Dnfdragora is divided into 2 programs, the updater and the program itself. The program is fairly user friendly and self-intuitive. Simply review the various embedded menus into understand how dnfdragora fully works. Let’s begin with reviewing the upper left embedded menus. The upper right corner has the Help menu. At this time the manual is not embedded.
File, which is on the upper left side, contains the following options: Reset the selection, Refresh Metadata, Repositories The enabled software repositories populate on the screen. The end user can enable various repositories here. The additional repositories are only enabled for the current session.
Choosing the Quit option will close dnfdragora.
Options will populate the software behavior for the program. By default when dnfdragora starts it will query the repositories and check for needed updates. Additionally you can have dnfdragora continue to scan for updates when needed while the OS is operating.

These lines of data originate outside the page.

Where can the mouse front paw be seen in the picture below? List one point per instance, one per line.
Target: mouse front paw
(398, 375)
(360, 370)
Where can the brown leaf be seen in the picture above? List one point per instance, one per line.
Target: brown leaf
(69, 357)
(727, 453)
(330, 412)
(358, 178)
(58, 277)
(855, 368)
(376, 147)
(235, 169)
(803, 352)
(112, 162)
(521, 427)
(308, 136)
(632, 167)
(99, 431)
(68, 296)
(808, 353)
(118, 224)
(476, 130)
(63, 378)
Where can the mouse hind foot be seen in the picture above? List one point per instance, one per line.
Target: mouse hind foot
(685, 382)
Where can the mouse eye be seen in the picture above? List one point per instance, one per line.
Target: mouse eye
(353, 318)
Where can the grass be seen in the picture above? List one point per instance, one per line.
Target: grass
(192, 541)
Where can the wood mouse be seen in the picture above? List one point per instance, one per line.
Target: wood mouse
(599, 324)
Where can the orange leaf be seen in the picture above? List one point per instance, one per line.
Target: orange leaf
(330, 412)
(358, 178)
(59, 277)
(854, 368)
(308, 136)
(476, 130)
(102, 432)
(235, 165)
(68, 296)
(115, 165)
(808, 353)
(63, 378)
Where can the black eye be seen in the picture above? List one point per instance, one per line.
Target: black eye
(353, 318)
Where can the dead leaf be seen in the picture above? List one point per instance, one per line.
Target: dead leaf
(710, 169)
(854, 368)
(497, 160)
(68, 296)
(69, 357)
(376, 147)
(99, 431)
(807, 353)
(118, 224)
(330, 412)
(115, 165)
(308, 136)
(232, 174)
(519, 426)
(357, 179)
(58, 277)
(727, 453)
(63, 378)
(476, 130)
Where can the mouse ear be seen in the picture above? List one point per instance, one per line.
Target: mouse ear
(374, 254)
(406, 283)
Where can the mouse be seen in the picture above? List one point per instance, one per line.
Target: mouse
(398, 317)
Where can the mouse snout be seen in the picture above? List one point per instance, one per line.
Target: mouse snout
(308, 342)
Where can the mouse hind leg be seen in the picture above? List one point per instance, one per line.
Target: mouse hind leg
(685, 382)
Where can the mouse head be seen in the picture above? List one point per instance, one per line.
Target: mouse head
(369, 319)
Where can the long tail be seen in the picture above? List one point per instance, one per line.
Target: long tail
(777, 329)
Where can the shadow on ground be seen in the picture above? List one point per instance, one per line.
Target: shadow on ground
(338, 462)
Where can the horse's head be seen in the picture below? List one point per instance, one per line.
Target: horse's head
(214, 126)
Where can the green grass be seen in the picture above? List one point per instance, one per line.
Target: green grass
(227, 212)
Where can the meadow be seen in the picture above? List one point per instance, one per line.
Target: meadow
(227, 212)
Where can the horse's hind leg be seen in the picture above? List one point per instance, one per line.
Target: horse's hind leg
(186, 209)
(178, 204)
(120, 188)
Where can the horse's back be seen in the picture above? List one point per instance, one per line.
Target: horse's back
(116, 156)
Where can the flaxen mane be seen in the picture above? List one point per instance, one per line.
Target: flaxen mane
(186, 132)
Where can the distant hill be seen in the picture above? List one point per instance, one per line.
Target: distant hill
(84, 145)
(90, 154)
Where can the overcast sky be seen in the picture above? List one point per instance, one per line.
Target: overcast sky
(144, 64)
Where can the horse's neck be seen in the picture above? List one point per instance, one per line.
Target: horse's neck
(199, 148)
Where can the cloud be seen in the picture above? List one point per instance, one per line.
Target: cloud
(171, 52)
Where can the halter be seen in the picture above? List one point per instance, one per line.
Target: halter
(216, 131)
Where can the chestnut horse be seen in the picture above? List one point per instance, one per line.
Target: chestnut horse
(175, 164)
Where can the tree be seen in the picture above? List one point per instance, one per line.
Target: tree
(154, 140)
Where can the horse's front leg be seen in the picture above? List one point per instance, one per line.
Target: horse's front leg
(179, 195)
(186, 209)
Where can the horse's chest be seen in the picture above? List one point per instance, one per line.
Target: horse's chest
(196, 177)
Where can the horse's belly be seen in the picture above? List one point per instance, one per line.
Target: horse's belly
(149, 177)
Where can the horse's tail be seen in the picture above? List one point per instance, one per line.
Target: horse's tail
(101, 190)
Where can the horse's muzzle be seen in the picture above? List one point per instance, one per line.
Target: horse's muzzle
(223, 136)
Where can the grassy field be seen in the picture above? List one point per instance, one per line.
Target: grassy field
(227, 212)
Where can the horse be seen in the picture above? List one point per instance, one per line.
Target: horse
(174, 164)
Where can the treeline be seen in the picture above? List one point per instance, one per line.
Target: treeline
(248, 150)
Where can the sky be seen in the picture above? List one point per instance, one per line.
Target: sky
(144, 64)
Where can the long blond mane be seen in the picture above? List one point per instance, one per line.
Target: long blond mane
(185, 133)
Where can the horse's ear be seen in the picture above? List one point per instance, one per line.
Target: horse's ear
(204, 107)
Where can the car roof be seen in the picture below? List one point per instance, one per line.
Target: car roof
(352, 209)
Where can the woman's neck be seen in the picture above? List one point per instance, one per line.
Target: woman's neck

Under the Software Management header is the main areas of use. There are three menu options here: Groups, To update, and in names. These three menus are relational. With the correct sub menu choices it is possible to find the desired software. For example I want to install Leafpad. I would choose the Groups, All, and in names menu options. I would then enter text into search word bar looking for Leafpad and I would choose the Search button. The program will cache the the groups to find the program. (I suggest waiting for the caching groups from packages to be finalized before choosing the Search button.)
Click the blank square next to the Name to activate a gray arrow. This gray arrow selects the program installation. Finally press the Apply button to install Leafpad.
A new window populates the screen describing the transaction dependency.
Simply click the OK button at the bottom, the Authenticate Box will then ask for the root password to enable the install. Simply that is a basic introduction to using dnfdragora.
When dnfdragora is started it will check for any available updates and if it finds any the new packages will be displayed in the Software Management area. Simply click on Check All and then Apply. Dnfdragora will then proceed as detailed above and will install the updates.
The updater is not included in Korora at this time due to some outstanding issues. Until these issues are solved we can't recommend it.
To install Dnfdragora-updater use the command
sudo dnf install dnfdragora-gui or search for it in dnfdragora.
The dnfdragora-updater was developed after dnfdragora was created based off user requests. On my desktop the updater is a simple box that has four drop down options: Update, Open dnfdialog, Check for updates, and Exit. You can think of these options as shortcut icons.
The Check for Updates will search for new software upgrades. Update will install the available upgrades. Open dnfdragora dialog opens the dnfdragora graphical utility. Exit will simply close the program.
The updater will periodically check for new updates. You then need to open dnfdragora to install the updates.